The problem here is not that science rules out miracle---because it doesn't.

Actually, that is correct. It can't rule out any miracle and the truth of any scriptural miracle, including the scriptural version of creation, cannot be ruled out by science. It has nothing to do with science.

In theological terms, there is no proper exegetical foundation for conjuring up the necessary miracles.

We are fallen. That's a pretty central exegetical reason. Who is "conjuring", btw?

In fact, the lengthy list of miracles needed is invoked only to support a fallible human choice to read scripture literally.

Invoked by who?

IMO that is not a good enough reason to set scripture and creation at odds with each other over the age of the earth.

Scripture and science are at odds, not scripture and creation unless you make the assumption that what is not allowed in a science model is not allowed period - i.e. no miracles. I would quote Neils Bohr and say don't tell God what he can do.

When one does that one implicitly does call God a liar, because if scripture and creation --which both come ultimately from God--do not agree, it can only be because God has not revealed the truth in both.
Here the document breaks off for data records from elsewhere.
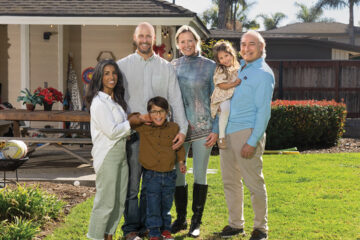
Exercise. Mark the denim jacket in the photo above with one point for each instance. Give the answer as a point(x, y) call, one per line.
point(195, 76)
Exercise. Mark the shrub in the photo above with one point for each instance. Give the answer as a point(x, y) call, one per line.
point(29, 203)
point(305, 124)
point(19, 229)
point(25, 209)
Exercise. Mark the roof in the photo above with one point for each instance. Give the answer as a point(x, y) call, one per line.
point(314, 28)
point(278, 37)
point(228, 34)
point(94, 8)
point(98, 12)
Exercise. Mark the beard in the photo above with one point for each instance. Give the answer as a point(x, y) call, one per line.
point(143, 51)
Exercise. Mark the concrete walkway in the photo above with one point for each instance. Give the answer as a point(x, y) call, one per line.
point(53, 165)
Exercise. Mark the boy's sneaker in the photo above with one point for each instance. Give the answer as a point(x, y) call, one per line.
point(132, 236)
point(228, 232)
point(221, 143)
point(166, 235)
point(258, 235)
point(155, 238)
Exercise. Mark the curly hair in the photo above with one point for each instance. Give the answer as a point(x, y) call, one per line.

When you insist, as you imply in the phrase 'scripture and creation do not agree', you are assuming from the outset that the case you wish to make is true. It's called circular reasoning.

If creation happened as given in scripture, then scripture and creation agree. If creation happened as given in the current received science model, then scripture and creation do not agree. You use the word creation asan identity for the science model.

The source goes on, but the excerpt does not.